Andre Schmidts Stimme in diese herrliche Sommer-Musik zu integrieren, fiel mir anfangs schwer: Er verfügt nicht über die Eleganz von Bernd Begemann oder Michy Reincke, auch nicht über die skurrile Wucht von Stefan Hiss – muss er aber auch gar nicht; man gewöhnt sich schnell an seinen eigenen, entschieden teutonischen Klang, der ebenso an die genannten Kollegen erinnert wie die an ihn.

Die zehn punktgenauen Titel der CD lassen sich flott am Stück durchhören – nicht alles ist gleich gut gelungen. Der Opener „Taxi“ startet ungelenk an der Grenze zur Stilblüte: „Völlig verloren standst du da / ich hielt gleich an, als ich dich sah / Wer hat dann wen wovon befreit? / Wir fielen seltsam aus der Zeit.“ Hier fällt der Begemann-Vergleich klar zu dessen Gunsten aus: „Eigentlich wollte ich nicht nach Hannover, / doch sie stand am Straßenrand / in ihrer Hand / ein Pappschild mit einem großen `H´ / ich musste halten, als ich sie sah“. Schmidts Text kriegt aber die Kurve: Die Taxifahrt als Metapher für kurze, pragmatisch limitierte menschliche Begegnungen, die dennoch voran helfen – passt schon!

Beim nächsten Titel wäre man schon neugierig, in welchem Jahr denn genau die Indiepop-Mädchen auf dem Schulhof aussahen wie „aus der Reklame“ und den Jungs mit „Britpopscheitel“Tapes von The Smiths“ schenkten – ein munterer Mix aus 80er- und 90er-Klischees, die sich gegenseitig eher unglaubwürdig machen. Die witzigen Keyboards erinnern dazu erst an a-ha, später an den Ententanz – beides nicht so wirklich Indie, geschweige denn „hoffnungslos verrockt„.

Der Titelsong „Ausnahmsweise zweifelsfrei“ ist dann viel besser – ob es für angebetete Damen immer so wahnsinnig dankbar ist, wenn „ein Zauderer, / planloser Plauderer, / der oft die Entscheidung scheut“ sich als „ein Hoffender, / von dir Besoffener“ outet, mögen die Betroffenen beurteilen – toll gedichtet ist es in jedem Fall.

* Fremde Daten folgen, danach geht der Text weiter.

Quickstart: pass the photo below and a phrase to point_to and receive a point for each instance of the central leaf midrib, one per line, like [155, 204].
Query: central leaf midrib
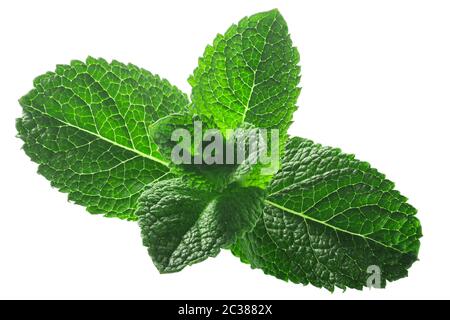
[140, 153]
[301, 214]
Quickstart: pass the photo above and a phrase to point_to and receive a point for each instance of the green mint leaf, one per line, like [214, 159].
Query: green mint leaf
[331, 220]
[86, 125]
[184, 222]
[249, 75]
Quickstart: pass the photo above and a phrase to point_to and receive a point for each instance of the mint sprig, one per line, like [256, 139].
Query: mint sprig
[100, 132]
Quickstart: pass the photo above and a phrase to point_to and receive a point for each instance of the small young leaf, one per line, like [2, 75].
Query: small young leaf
[183, 223]
[330, 220]
[86, 125]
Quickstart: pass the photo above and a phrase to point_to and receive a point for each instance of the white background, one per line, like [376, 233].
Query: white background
[376, 82]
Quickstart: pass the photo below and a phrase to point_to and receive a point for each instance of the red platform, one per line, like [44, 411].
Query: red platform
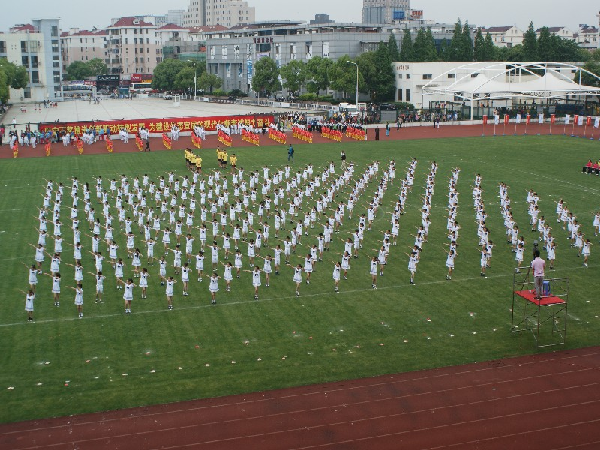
[529, 295]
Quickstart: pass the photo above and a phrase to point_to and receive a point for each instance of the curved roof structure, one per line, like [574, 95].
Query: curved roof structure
[502, 80]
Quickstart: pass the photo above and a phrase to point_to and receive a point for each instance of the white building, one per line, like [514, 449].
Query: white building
[35, 46]
[229, 13]
[385, 11]
[562, 32]
[505, 36]
[83, 45]
[587, 37]
[132, 46]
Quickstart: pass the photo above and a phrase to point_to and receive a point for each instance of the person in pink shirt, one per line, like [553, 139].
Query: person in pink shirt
[538, 265]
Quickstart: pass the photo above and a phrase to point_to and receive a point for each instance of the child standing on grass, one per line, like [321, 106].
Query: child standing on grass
[79, 299]
[585, 251]
[170, 282]
[373, 272]
[128, 295]
[29, 298]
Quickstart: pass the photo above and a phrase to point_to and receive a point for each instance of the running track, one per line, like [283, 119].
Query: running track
[545, 402]
[549, 401]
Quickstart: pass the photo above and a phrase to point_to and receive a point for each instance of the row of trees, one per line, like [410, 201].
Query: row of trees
[545, 47]
[174, 74]
[376, 76]
[11, 76]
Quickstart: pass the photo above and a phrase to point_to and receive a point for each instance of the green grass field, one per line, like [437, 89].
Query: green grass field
[61, 365]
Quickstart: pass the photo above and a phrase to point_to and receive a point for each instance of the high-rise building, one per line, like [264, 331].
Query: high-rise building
[385, 11]
[132, 46]
[228, 13]
[35, 46]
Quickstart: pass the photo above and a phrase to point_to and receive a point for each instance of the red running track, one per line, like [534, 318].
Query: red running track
[549, 401]
[406, 133]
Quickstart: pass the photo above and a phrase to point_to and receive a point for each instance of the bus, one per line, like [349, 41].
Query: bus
[140, 88]
[76, 90]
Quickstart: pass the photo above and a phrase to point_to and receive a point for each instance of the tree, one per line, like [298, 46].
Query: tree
[266, 77]
[165, 73]
[530, 45]
[444, 51]
[210, 81]
[393, 48]
[77, 70]
[378, 74]
[479, 50]
[96, 67]
[489, 49]
[343, 76]
[456, 43]
[184, 79]
[318, 70]
[294, 75]
[466, 44]
[406, 49]
[545, 45]
[430, 48]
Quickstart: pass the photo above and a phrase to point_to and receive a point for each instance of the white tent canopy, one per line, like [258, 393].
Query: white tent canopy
[509, 80]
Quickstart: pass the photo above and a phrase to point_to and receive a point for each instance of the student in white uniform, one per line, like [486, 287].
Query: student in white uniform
[213, 287]
[228, 275]
[99, 285]
[450, 263]
[128, 295]
[185, 278]
[79, 299]
[144, 275]
[373, 272]
[170, 282]
[32, 276]
[55, 287]
[29, 298]
[255, 280]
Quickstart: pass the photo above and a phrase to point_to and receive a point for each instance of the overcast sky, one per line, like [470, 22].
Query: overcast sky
[481, 12]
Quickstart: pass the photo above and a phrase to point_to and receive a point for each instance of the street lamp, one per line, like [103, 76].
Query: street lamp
[195, 76]
[352, 62]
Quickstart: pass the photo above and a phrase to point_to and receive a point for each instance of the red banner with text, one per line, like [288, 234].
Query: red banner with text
[159, 125]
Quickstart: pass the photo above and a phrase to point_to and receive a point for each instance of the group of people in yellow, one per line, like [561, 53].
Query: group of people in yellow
[194, 162]
[222, 158]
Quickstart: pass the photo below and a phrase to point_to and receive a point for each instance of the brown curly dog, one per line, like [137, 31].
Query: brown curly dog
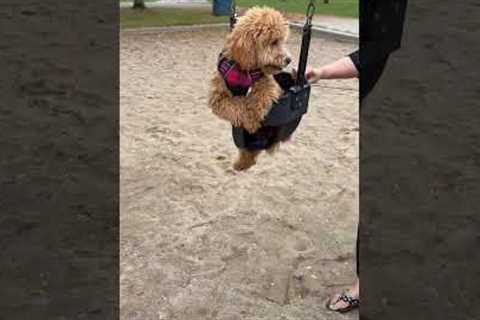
[243, 89]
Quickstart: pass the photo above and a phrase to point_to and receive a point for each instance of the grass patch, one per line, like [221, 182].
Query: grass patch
[342, 8]
[160, 17]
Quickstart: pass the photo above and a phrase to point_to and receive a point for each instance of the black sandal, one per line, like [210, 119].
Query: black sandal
[345, 297]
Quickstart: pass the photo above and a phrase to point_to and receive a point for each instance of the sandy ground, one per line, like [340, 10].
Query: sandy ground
[199, 241]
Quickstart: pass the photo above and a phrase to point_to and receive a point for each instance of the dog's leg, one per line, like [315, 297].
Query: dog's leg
[246, 159]
[273, 148]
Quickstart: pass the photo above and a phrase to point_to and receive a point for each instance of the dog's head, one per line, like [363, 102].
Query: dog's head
[259, 41]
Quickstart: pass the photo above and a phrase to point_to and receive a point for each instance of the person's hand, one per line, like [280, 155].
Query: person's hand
[311, 74]
[314, 74]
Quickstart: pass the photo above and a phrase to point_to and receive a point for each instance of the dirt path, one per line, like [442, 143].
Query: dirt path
[200, 242]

Und dann folgen die Album-Highlights: Wie Schmidt sich zu lässigem Hammond-Swing, Hammondorgel, Frauenchören und Fingerknipsen als „Virtuose der Tomatensoße“ tituliert, hat große Klasse. Man verleihe dem Mann dafür die silberne Van Morrison-Medaille am Bande. „Brasilianisch“ ist nicht schlechter: Mit einem imaginären Caipirinha in der Hand raunzt Schmidt zu Bossa-Gitarre und Posaune aus dem Liegestuhl den Strandkickern „Tanz den Pierre Littbarski!“ zu – recht so!

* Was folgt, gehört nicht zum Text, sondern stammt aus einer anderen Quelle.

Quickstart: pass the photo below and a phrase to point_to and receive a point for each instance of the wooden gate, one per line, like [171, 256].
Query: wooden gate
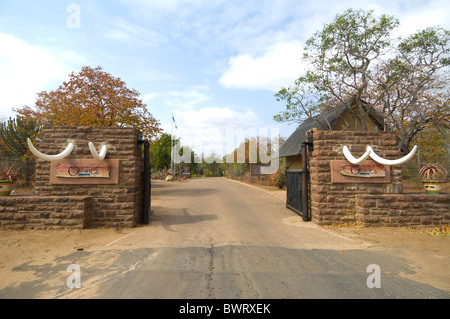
[297, 182]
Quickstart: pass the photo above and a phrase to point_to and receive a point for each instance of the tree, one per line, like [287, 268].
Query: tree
[355, 55]
[411, 89]
[13, 144]
[93, 97]
[160, 152]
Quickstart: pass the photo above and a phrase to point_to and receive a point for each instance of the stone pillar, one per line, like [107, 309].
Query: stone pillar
[335, 203]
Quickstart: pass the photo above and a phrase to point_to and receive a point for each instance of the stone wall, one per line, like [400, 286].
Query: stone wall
[111, 205]
[403, 210]
[368, 204]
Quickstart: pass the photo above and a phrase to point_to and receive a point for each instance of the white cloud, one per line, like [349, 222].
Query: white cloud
[27, 70]
[188, 98]
[279, 66]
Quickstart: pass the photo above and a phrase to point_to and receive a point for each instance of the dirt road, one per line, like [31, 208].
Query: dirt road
[217, 238]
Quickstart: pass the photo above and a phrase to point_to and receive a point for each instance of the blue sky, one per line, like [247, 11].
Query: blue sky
[213, 64]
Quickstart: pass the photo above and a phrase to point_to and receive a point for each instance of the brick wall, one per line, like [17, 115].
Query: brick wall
[32, 212]
[335, 203]
[112, 205]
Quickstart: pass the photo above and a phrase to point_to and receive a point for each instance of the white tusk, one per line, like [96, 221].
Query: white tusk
[399, 161]
[95, 154]
[353, 160]
[46, 157]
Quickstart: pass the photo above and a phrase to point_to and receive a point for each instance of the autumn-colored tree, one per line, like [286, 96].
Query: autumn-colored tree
[13, 145]
[355, 55]
[93, 97]
[412, 90]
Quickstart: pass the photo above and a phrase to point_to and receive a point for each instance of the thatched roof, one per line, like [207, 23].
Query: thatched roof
[323, 121]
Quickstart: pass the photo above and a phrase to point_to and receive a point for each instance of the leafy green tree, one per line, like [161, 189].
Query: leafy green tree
[339, 58]
[404, 79]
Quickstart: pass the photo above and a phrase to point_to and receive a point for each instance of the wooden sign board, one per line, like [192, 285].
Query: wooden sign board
[366, 172]
[84, 171]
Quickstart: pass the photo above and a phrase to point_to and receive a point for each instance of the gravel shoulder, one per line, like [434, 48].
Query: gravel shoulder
[24, 253]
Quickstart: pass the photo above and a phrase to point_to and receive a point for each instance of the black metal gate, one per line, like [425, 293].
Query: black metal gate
[297, 182]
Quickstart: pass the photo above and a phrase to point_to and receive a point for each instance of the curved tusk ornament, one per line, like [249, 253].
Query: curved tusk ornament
[50, 158]
[370, 152]
[353, 160]
[95, 154]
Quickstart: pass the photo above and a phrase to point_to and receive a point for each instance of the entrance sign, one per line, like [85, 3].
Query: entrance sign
[364, 171]
[84, 171]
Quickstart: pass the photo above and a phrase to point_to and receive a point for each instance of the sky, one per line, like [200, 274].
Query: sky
[213, 65]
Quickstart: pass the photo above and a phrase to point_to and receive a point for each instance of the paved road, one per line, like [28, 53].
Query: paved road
[217, 238]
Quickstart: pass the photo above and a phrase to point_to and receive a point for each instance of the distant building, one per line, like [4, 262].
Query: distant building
[344, 116]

Dagegen verblasst die heranschmeißerische Bum-Bum-Becker-Hommage „Boris, weißt du noch?“ spürbar. Beim erwähnten „Cordjackett“ wird mir nicht klar, ob der in immergleicher Intellektuellen-Verkleidung auftretende Ich-Erzähler bewundert oder belächelt werden möchte; in „Ich muss dein Leben ändern“ hingegen wird ein Wichtigtuer und Besserwisser (sprechen wir´s aus: Peter Sloterdijk) doch arg wohlfeil und eindeutig vorgeführt. Aber geschenkt – zwei hinreißende Balladen zum Album-Ende gleichen derlei mehr als aus: Über die Melancholie des Monats „September“ haben schon viele Lieder geschrieben, niemand allerdings reimte dabei „schmalere Tage“ auf „Großwetterlage“. Ergreifend!

Und das Beste zum Schluss: Zum nackten, seelenvollen Blues-Klavier sinniert Schmidt über ein Kindheitsfoto und tröstet den darauf zu sehenden Jungen: „Du wirst dein Scheitern überstehen, lieber jemand, der mir glich / Die besten Wünsche An mein altes Ich.“ Ein wunderbares Lied, ein starker Schluss einer schönen Platte!